Burunda kakule, beyaz baharatlar, çiçeksi kokular içeren Nikka From The Barrel oldukça dengeli duruyor. Damakta yumuşak, yağlı ve gövdeli bir viski. Damağa vurduğunda vanilya, toffee, tarçın ve meyvemsi detaylar dikkat çekiyor. Orta-kısa arası bir bitişe sahip ne yazık ki bu viski. Bitişine portakal, baharat ve fıçı tatları eşlik ediyor. Nikka From The Barrel’ın origami temasıyla tasarlanan kutusunu da göstermemek olmaz.
Artık damıtımevleri değişik denemeler yapmak adına fıçıyla oynamayı hobi haline getirdiler diyebiliriz. Sherry, Pedro Ximenes ve Sauternes fıçıları bunların en ünlüleri. Hatta bira üreticileri bile Chardonnay, Riesling ve Speyside fıçılarında biralarını dinlendirmeye başladı. Bu markalardan biri olan Mikkeller hakkında çok yakın zamanda bir yazı yazmıştım.
Bu tadımın son viskisi ise Glenmorangie Quinta Ruban. %46 alkol seviyesine sahip viski burbon fıçılarında 10 yıl dinlendirildikten sonra son 2 yılını Portekiz’deki Duoro vadisindeki kamışlarla yapılan Porto fıçılarında geçiriyor ve son halini buluyor.
Şişedeki renginden anlayacağınız üzere son iki yılın etkisi oldukça bariz bir şekilde kendini gösteriyor ve yakut renginde bir viski ortaya çıkıyor. ‘Ruban’ sözcüğünün yakut anlamına geldiğini de burada belirtmek gerekiyor. ‘Quinta’ ise Portekiz’de Portı üzümlerinin yetiştirildiği bir yer adı olarak geçmekte.

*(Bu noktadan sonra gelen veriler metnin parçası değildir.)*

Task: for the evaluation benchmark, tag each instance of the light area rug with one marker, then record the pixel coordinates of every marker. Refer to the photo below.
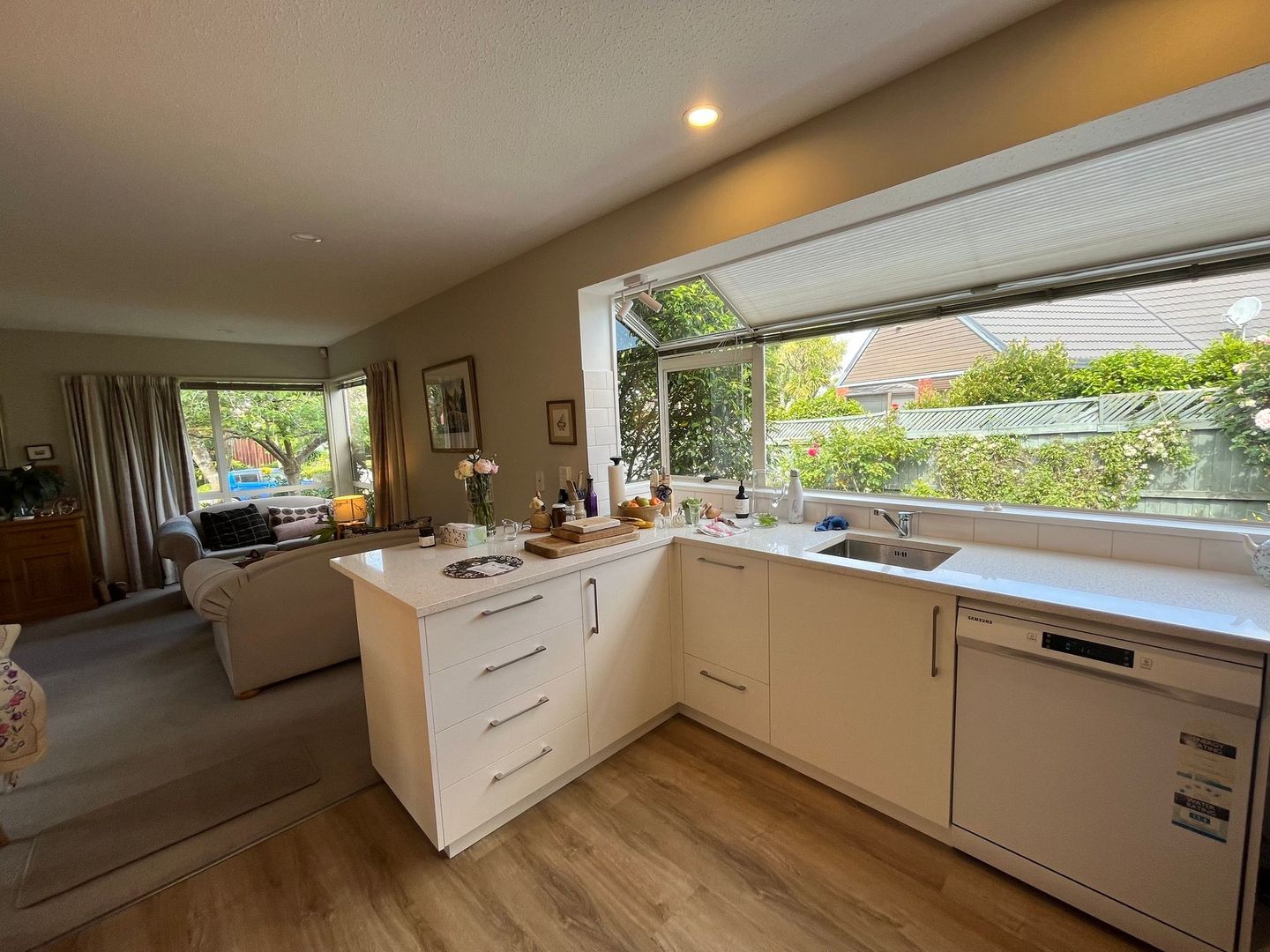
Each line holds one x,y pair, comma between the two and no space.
138,698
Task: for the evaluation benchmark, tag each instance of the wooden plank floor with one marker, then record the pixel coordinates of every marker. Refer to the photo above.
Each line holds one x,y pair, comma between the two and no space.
684,841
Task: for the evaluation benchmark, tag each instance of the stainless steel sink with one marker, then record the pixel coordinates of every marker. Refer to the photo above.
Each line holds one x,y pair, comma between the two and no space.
900,553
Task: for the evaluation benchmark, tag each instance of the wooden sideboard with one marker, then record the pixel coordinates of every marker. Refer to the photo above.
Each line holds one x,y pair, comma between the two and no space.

Burunda küf ve şekerli meyve kokuları ile çikolata tonları bulunmakta. Damakta ise karamel, kavrulmuş fıstık ve kırmızı orman meyveleri yer alıyor. Orta uzunlukta bir bitişe sahip olan Quinta Ruban son anlarında esmer şeker, kakao ve az sürekliliği olan baharat izleri bırakıyor.
Oldukça lezzetli olan bu viskiyi her zaman tercih edebilirim ancak fiyatları genellikle çok yüksek seviylerde bu yüzden sürekli alacağıma yeni viskiler denemeyi de tercih edebilirim. Aynı serinin diğer ürünü olan Nectar D’or benim favorim. İlerleyen dönemlerde onunla ilgili notalarımı da paylaşacağım.